Le compromis nationaliste

 

   La notion de « compromis nationaliste » est une des meilleures clés pour entrer dans la pensée d'Action française. Si la célèbre formule, « les libertés en bas, l'autorité en haut », exprime en quelque sorte le but vers lequel nous marchons (restaurer une autorité forte, à la légitimité incontestable, qui n'aura plus besoin de tout administrer et de tout régenter pour subsister), le « compromis nationaliste » exprime, quant à lui, la ligne de conduite qui est la nôtre tant que ce but n'a pas été atteint.
    En effet, l'Action française, – et c’est son originalité par rapport aux autres mouvements royalistes –, ne fait pas de la monarchie une idéologie, un système, encore moins un préalable ! Pour Maurras, le seul absolu en matière politique est la reconnaissance de la nature sociale de l’homme. Tout le reste est contingent. La nation est présentement la forme la plus solide et la plus complète d’organisation politique que nous connaissions et sa défense s’impose donc à quiconque veut faire prévaloir les choix politiques sur le simple jeu des intérêts économiques, mais il n’en a pas toujours été ainsi et il n’en sera pas forcément toujours ainsi.

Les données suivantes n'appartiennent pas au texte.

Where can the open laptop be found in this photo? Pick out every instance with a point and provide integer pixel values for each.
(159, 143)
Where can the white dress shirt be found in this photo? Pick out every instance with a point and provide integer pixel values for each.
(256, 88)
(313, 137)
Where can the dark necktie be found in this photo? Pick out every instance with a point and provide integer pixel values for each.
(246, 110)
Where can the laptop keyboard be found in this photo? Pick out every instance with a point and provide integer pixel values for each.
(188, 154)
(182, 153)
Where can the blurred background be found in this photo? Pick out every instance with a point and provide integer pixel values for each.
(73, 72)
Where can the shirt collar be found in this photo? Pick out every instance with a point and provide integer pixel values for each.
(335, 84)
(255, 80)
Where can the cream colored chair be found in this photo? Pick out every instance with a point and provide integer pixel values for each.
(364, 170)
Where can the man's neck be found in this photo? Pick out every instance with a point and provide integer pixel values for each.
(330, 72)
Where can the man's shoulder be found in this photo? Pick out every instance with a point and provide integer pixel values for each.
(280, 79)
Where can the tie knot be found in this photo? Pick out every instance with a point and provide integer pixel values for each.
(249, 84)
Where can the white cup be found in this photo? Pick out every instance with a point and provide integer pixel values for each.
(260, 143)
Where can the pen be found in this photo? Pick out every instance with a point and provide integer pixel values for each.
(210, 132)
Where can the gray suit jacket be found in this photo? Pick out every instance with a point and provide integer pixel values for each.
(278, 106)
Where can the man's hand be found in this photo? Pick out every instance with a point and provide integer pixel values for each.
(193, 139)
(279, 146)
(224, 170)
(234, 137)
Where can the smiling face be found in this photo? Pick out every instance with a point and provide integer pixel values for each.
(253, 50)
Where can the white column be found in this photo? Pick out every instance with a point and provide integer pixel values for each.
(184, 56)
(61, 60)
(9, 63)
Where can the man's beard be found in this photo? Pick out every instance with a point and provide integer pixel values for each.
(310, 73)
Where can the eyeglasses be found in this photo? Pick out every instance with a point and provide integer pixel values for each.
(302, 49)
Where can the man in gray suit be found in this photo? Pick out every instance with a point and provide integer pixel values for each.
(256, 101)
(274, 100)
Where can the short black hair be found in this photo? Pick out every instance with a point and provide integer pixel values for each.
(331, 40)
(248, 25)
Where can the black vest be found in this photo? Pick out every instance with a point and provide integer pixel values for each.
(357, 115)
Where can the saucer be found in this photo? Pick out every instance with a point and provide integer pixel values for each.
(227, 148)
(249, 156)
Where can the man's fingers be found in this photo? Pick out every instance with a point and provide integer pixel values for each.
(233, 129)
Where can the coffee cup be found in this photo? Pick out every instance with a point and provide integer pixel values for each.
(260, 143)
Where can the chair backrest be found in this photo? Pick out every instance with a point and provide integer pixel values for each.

De même, la monarchie est le régime qui répond le mieux aux exigences de l’histoire et du tempérament français mais ce modèle n’est pas requis pour tous les peuples, sous toutes les latitudes. Cette manière d’envisager les choses, que l’on pourrait qualifier jusqu’à un certain point de positiviste, permet à l’A.F. de hiérarchiser son action : la philosophie et l’histoire nous conduisent d’abord au nationalisme puis le nationalisme nous conduit à son tour à la conclusion monarchique. C’est l’empirisme organisateur.
    Ecoutons Maurice Pujo faire en 1937 l’application de ces principes au problème de l’union des patriotes : « Chez nous, à L’Action française, la méthode dans l’action est la même que dans la doctrine : c’est celle de l’empirisme organisateur. Qu’il s’agît de viser le but final ou d’atteindre des objectifs limités, pour nous l’action, toujours conduite par l’idée, a toujours eu pour matière les événements. N’envisageant comme moyens qu’une élite consciente et énergique d’une part, de l’autre les forces latentes du patriotisme français à mobiliser seulement pour la sauvegarde de quelque grand intérêt du pays, cette action vigilante a été étroitement liée à la vie nationale. » Autrement dit, la politique de l’Action française consiste à discerner au jour le jour, dans chaque événement de la vie nationale et internationale, où se trouve l’intérêt français et, une fois ce discernement opéré, à tout mettre en œuvre pour servir cet intérêt national. Le « compromis nationaliste » consiste en cette collaboration permanente avec toutes les forces qui agissent, ponctuellement ou de manière plus durable, dans le sens de l’intérêt national et cela sans aucune considération partisane. Maurice Pujo le dit autrement : « Nous avons des convictions, mais nous sommes sans préjugés ». Dans notre histoire récente, on peut citer l’exemple de Pierre Pujo accueillant Jacques Chirac à Mayotte pour conserver un territoire d’outre-mer à la France ou celui du soutien que le même Pierre Pujo apporta aux initiatives souverainistes, qu’elles viennent d’un Chevènement ou d’un Séguin, pour combattre les partisans d’un Etat européen supranational.
    Bien entendu, le « compromis nationaliste » n’a rien de commun avec la logique des alliances. Nous n’avons pas vocation à nouer des alliances permanentes, à signer des accords avec des partis ou des hommes de parti, à adhérer à des confédérations de mouvements dont nous deviendrions une composante parmi d’autres… L’Action française, disons-le sans fausse pudeur, a la certitude de posséder la doctrine du salut national. Elle continuera donc à la proclamer. Mais, dans le même temps, elle ne cessera pas non plus de mener son combat quotidien en faveur des intérêts de la France avec tous les Français de bonne volonté, qu’ils partagent ou non la totalité de nos idées. Qu’on nous comprenne bien : le « compromis nationaliste » n’est pas une option, un point de détail dans la pensée d’Action française. En cessant de le pratiquer nous abandonnerions le terrain politique pour devenir une chapelle royaliste comme les autres, une simple sensibilité.

Stéphane BLANCHONNET

Article d'abord paru sur a-rebours.fr puis repris dans L'Action Française 2000.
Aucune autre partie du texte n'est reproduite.